In this analysis, we have successfully segmented and analyzed mall customers based on their age, annual income, and spending behavior. The dataset provided valuable insights into customer preferences and allowed us to optimize marketing strategies and business operations.

Here are the key highlights of our analysis:

1. **Data Exploration:** We began by exploring the dataset, checking for missing values, and gaining a better understanding of the customer data.

2. **K-Means Clustering:** We applied K-Means Clustering to group customers into clusters. Using techniques like the Elbow Method and Silhouette Score, we determined that K=5 provided the best clustering results.

3. **Visualization:** We visualized the clusters in a 3D space, allowing us to see how customers from different clusters are distributed based on age, annual income, and spending score.

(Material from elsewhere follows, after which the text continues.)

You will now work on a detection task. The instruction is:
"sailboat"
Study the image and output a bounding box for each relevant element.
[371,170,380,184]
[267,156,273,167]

4. **Cluster Analysis:** We analyzed the characteristics of each cluster to gain insights into customer behavior. This information can be used to tailor marketing campaigns and services to specific customer segments.

5. **Hierarchical Clustering:** In addition to K-Means, we performed Hierarchical Clustering based on annual income and spending score. This approach provided further segmentation possibilities.

6. **Optimal Number of Clusters:** We used dendrograms to determine the optimal number of clusters, finding that K=3 provided a meaningful segmentation.